Clin Exp Allergy. 2005 Oct;35(10):1327-33. doi: 10.1111/j.1365-2222.2005.02353.x.
Although it is thought that both Th1- and Th2-type inflammations are involved in the pathogenesis of atopic dermatitis (AD), it is controversial which immune response is more involved in regulating the clinical severity of AD. We recently found that the squamous cell carcinoma antigens 1 (SCCA1) and SCCA2 are novel biomarkers of bronchial asthma, downstream of IL-4 and IL-13.
We examined whether SCCA1 and SCCA2 could also serve as biomarkers of AD, reflecting its Th2-type immune responses, and whether the expression level of SCCA was correlated with clinical severity of AD.
We compared the expression of SCCA1 and SCCA2 at the mRNA and protein levels in both involved and uninvolved skin of AD patients and in normal control skin. We next analysed induction of SCCA by IL-4 or IL-13 in keratinocytes. Finally, we compared the serum level of SCCA with laboratory parameters reflecting Th2-type inflammation and clinical severity in AD patients.
SCCA1 and SCCA2 were highly expressed in involved skin of AD patients, compared with their uninvolved skin, at both mRNA and protein levels. SCCA protein was dominantly expressed in suprabasal keratinocytes in the epidermis of AD patients. Either IL-4 or IL-13, but not IFN-gamma or TNF, induced production of SCCA in keratinocytes. These result suggest that SCCA is induced in AD skin, probably due to direct actions of IL-4 and/or IL-13 on keratinocytes. Serum levels of SCCA were well correlated with eosinophil numbers and serum lactate dehydrogenase levels, and weakly with serum IgE levels, in AD patients. Furthermore, serum levels of SCCA were strongly correlated with clinical severity.

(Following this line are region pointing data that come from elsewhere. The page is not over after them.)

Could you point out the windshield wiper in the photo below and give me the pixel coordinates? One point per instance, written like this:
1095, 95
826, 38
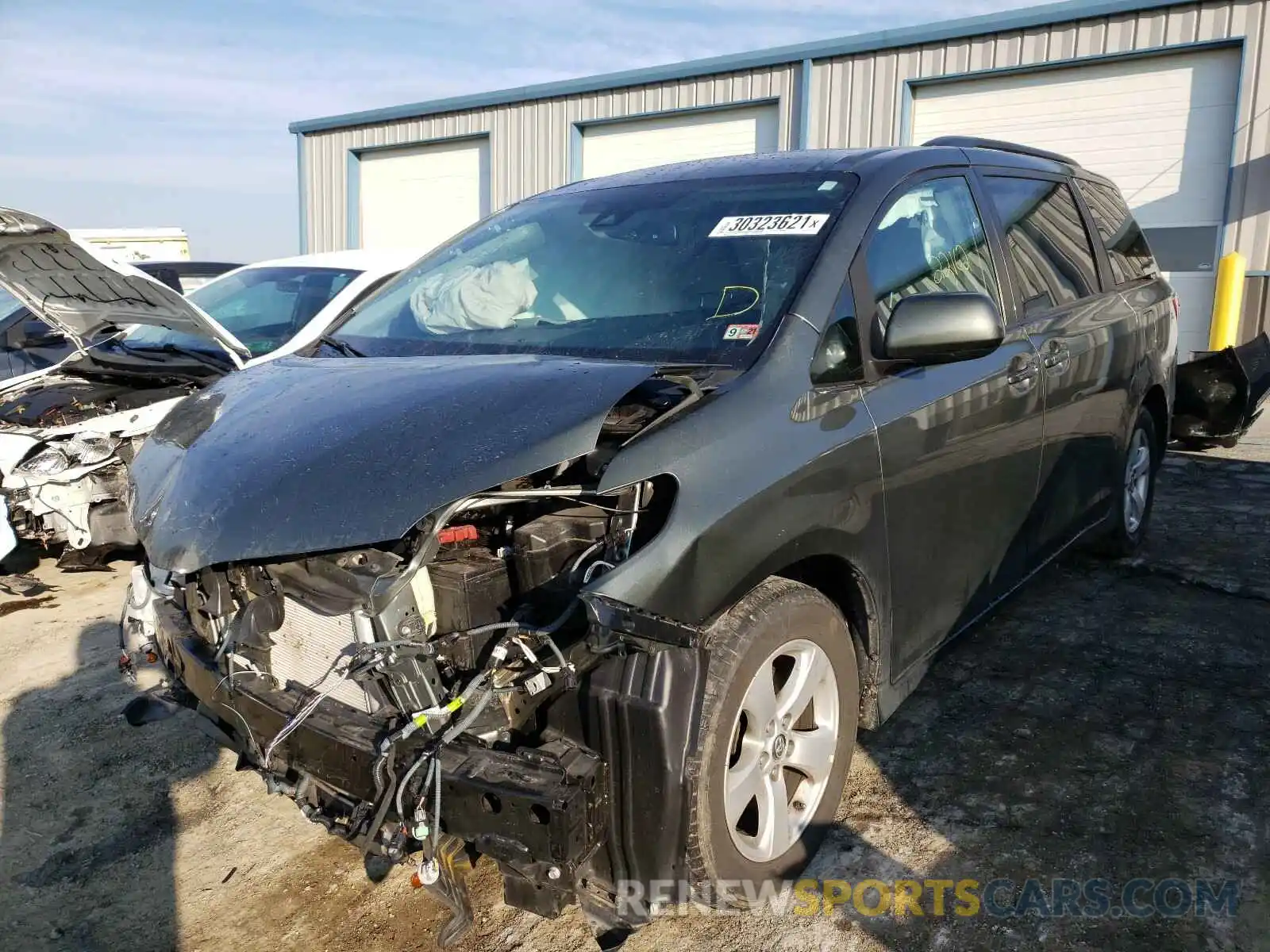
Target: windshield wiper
337, 344
194, 353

Th2-type inflammation dominantly regulates the clinical severity of AD, and SCCA is a relevant biomarker of AD, reflecting both Th2-type inflammation and clinical severity.
尽管认为Th1型和Th2型炎症均参与特应性皮炎(AD)的发病机制,但哪种免疫反应在调节AD的临床严重程度中起更大作用仍存在争议。我们最近发现,鳞状细胞癌抗原1(SCCA1)和SCCA2是支气管哮喘的新型生物标志物,位于IL-4和IL-13的下游。
我们研究了SCCA1和SCCA2是否也可作为AD的生物标志物,反映其Th2型免疫反应,以及SCCA的表达水平是否与AD的临床严重程度相关。
我们比较了AD患者受累皮肤和未受累皮肤以及正常对照皮肤中SCCA1和SCCA2在mRNA和蛋白质水平的表达。接下来,我们分析了角质形成细胞中IL-4或IL-13对SCCA的诱导作用。最后,我们比较了AD患者血清中SCCA水平与反映Th2型炎症和临床严重程度的实验室参数。
与未受累皮肤相比,AD患者受累皮肤中SCCA1和SCCA2在mRNA和蛋白质水平均高表达。SCCA蛋白主要表达于AD患者表皮的基底上层角质形成细胞中。IL-4或IL-13均可诱导角质形成细胞产生SCCA,但IFN-γ或TNF则不能。这些结果表明,AD皮肤中SCCA的诱导可能是由于IL-4和/或IL-13对角质形成细胞的直接作用。在AD患者中,血清SCCA水平与嗜酸性粒细胞数量和血清乳酸脱氢酶水平密切相关,与血清IgE水平相关性较弱。此外,血清SCCA水平与临床严重程度密切相关。
Th2型炎症主要调节AD的临床严重程度,SCCA是AD的相关生物标志物,反映Th2型炎症和临床严重程度。